Network Rail has set a new completion date for a crucial part of the £75m north-western electrification programme that is almost two years later than originally scheduled.
The electrification of the line from Blackpool to Preston was initially scheduled to finish by May 2016 but is now expected to be finished by summer 2018, according to Network Rail regional managing director Martin Frobisher.
In an email obtained by the Blackpool Gazette last week, Mr Frobisher said: “We recognise it’s important to protect Blackpool summer holiday traffic and detailed plans are being developed to make sure this is achieved.
“It is likely that final commissioning will take place prior to the summer holiday traffic, summer 2018.”
This has now been confirmed by Network Rail.
This is the second time the completion date for the Blackpool-Preston project has been rescheduled after Network Rail announced last year that completion would be reached in March 2017.
The estimated end date was then put into further doubt in August when contractor Balfour Beatty pulled out of the contract, after completing only two of the seven phases of the electrification along the route.
Construction News reported last month that Carillion was in early contractor talks with Network Rail to take over work on the line.
However, no contract has yet been signed between the two contractors.
If Carillion does pick up the contract it would take on the remaining five phases of electrification along the route.
These include phase three from Preston to Blackpool, phase five from Manchester to Stalybridge, phase six from Windemere to Oxenholme and phase seven from Lostock to Wigan.

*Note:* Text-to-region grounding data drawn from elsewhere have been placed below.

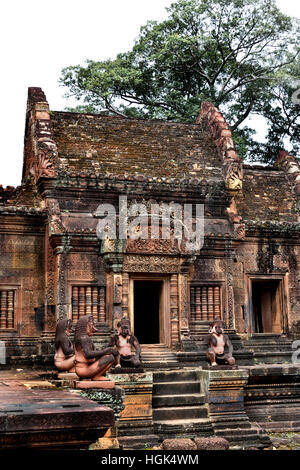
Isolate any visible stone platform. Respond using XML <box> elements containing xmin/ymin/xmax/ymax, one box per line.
<box><xmin>106</xmin><ymin>370</ymin><xmax>159</xmax><ymax>449</ymax></box>
<box><xmin>242</xmin><ymin>364</ymin><xmax>300</xmax><ymax>432</ymax></box>
<box><xmin>2</xmin><ymin>364</ymin><xmax>300</xmax><ymax>450</ymax></box>
<box><xmin>201</xmin><ymin>368</ymin><xmax>271</xmax><ymax>449</ymax></box>
<box><xmin>0</xmin><ymin>370</ymin><xmax>114</xmax><ymax>449</ymax></box>
<box><xmin>75</xmin><ymin>379</ymin><xmax>115</xmax><ymax>389</ymax></box>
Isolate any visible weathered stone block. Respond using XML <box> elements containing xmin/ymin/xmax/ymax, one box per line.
<box><xmin>162</xmin><ymin>438</ymin><xmax>197</xmax><ymax>450</ymax></box>
<box><xmin>200</xmin><ymin>369</ymin><xmax>270</xmax><ymax>449</ymax></box>
<box><xmin>75</xmin><ymin>380</ymin><xmax>115</xmax><ymax>390</ymax></box>
<box><xmin>107</xmin><ymin>372</ymin><xmax>153</xmax><ymax>423</ymax></box>
<box><xmin>78</xmin><ymin>386</ymin><xmax>125</xmax><ymax>419</ymax></box>
<box><xmin>194</xmin><ymin>437</ymin><xmax>229</xmax><ymax>450</ymax></box>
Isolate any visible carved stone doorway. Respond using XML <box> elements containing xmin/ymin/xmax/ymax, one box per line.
<box><xmin>252</xmin><ymin>280</ymin><xmax>283</xmax><ymax>333</ymax></box>
<box><xmin>129</xmin><ymin>275</ymin><xmax>170</xmax><ymax>346</ymax></box>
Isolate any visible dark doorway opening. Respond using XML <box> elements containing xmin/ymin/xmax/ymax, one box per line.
<box><xmin>252</xmin><ymin>280</ymin><xmax>282</xmax><ymax>333</ymax></box>
<box><xmin>134</xmin><ymin>281</ymin><xmax>162</xmax><ymax>344</ymax></box>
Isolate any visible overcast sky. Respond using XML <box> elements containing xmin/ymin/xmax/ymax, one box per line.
<box><xmin>0</xmin><ymin>0</ymin><xmax>299</xmax><ymax>186</ymax></box>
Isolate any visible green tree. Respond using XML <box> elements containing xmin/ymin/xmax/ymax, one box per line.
<box><xmin>60</xmin><ymin>0</ymin><xmax>300</xmax><ymax>162</ymax></box>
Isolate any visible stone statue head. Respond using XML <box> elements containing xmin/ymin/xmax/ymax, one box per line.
<box><xmin>117</xmin><ymin>317</ymin><xmax>131</xmax><ymax>337</ymax></box>
<box><xmin>209</xmin><ymin>319</ymin><xmax>224</xmax><ymax>335</ymax></box>
<box><xmin>74</xmin><ymin>315</ymin><xmax>97</xmax><ymax>346</ymax></box>
<box><xmin>55</xmin><ymin>318</ymin><xmax>73</xmax><ymax>350</ymax></box>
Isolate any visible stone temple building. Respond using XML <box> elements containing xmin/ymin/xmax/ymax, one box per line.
<box><xmin>0</xmin><ymin>87</ymin><xmax>300</xmax><ymax>366</ymax></box>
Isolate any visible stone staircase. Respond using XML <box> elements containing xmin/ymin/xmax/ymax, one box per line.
<box><xmin>243</xmin><ymin>334</ymin><xmax>293</xmax><ymax>364</ymax></box>
<box><xmin>152</xmin><ymin>369</ymin><xmax>213</xmax><ymax>438</ymax></box>
<box><xmin>141</xmin><ymin>344</ymin><xmax>180</xmax><ymax>369</ymax></box>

Carillion would also take on phase four from Manchester to Preston, which had been started by Balfour Beatty but not completed.
The Preston-Blackpool project would be the latest in a series of delays to the CP5 electrification enhancements.
In September, transport secretary Patrick McLoughlin announced that the Midland Main Line electrification would not be completed until 2023, three years later than originally expected, and the TransPenine route would also not be completed until 2022, three years later than planned.